Il faut savoir que cette recherche faisait partie, en 2003, du projet Comobio (Communication mobile technologie), financé moitié-moitié par le gouvernement et les constructeurs de téléphone. Une fois notre expérience finie, j’ai redéposé un dossier pour l’approfondir. Je n’ai pas été retenu. Par la suite, j’ai candidaté en vain auprès d’un groupe d’experts officiels. On n’a jamais répondu à mes demandes d’explication. Mon sentiment, c’est que l’industrie de la téléphonie élimine les études négatives pour des raisons économiques – tout comme l’a vécu également ma collègue montpelliéraine Madeleine Bastide (voir article ci-dessous).

C’est peut-être votre étude qui était sujette à caution. Un rat est-il comparable à un humain ? Et n’est- il pas difficile de conclure sur la base du très fort rayonnement mis en œuvre pendant l’expérience ?

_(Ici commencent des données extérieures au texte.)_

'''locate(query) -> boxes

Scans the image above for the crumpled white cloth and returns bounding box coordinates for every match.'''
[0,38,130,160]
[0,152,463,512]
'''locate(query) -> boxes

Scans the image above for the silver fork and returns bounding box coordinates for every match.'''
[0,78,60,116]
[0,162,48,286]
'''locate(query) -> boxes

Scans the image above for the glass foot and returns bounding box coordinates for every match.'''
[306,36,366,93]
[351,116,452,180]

C’est vrai, le rat est moins résistant que l’humain. Mais son système nerveux n’est pas tellement éloigné du nôtre. Et c’est avec des expériences sur des souris que nous essayons de faire remarcher des humains paraplégiques. Quant au rayonnement, il était, en effet, de 6 W/kg, alors que les portables tournent autour de 1,5 W/kg (1). Ces conditions extrêmes permettent de révéler la toxicité. Mais nous souhaitions par la suite reproduire l’expérience à des niveaux plus conformes à la réalité.

Cela signifie-t-il que votre expérience n’est pas vraiment validée ?

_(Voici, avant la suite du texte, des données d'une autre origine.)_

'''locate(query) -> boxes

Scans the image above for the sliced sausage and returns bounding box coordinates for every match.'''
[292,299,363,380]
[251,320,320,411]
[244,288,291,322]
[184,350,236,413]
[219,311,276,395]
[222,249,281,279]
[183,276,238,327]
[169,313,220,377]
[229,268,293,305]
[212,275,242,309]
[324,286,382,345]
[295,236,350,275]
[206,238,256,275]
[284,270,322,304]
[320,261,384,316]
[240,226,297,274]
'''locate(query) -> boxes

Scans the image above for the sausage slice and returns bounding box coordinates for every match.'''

Elle a été publiée en 2004 par Neurobiology of Disease, la revue scientifique américaine de référence. Cela vaut validation. Mais surtout, une autre équipe a fait ce que nous voulions faire : exposer les rats à seulement 1,5 W/kg, 45 minutes par jour, pendant 8 semaines. Cette équipe de Verneuil-en-Halatte (Oise) a publié ses résultats en 2008 et 2010. Ils sont tout à fait comparables aux nôtres.

Pourquoi revenir aujourd’hui sur cette polémique qui met en cause les effets du portable et l’indépendance de la recherche ?

Parce que je viens de prendre ma retraite et que je n’ai plus d’obligation de réserve. Et parce que je souhaite, dans un souci de santé publique, que de vraies recherches sur le portable soient menées avec les images IRM actuelles. Il faut éviter que les chercheurs soient subventionnés par l’industrie. Et que les experts soient juge et partie comme dans l’affaire du Mediator.

Quels conseils donnez-vous aux accros du portable ?

Utilisez le plus possible l’oreillette pour être moins exposé aux ondes. Et évitez, ou limitez, le portable pour les moins de 15 ans : en cours de construction, le cerveau des enfants est beaucoup plus sensible que le nôtre.

Propos recueillis par Olivier Rioux

(article paru dans La Gazette de Montpellier du jeudi 26 mai 2011)

(1) La limite réglementaire française est de 2 W/kg, contre 1,6 aux États-Unis et au Canada.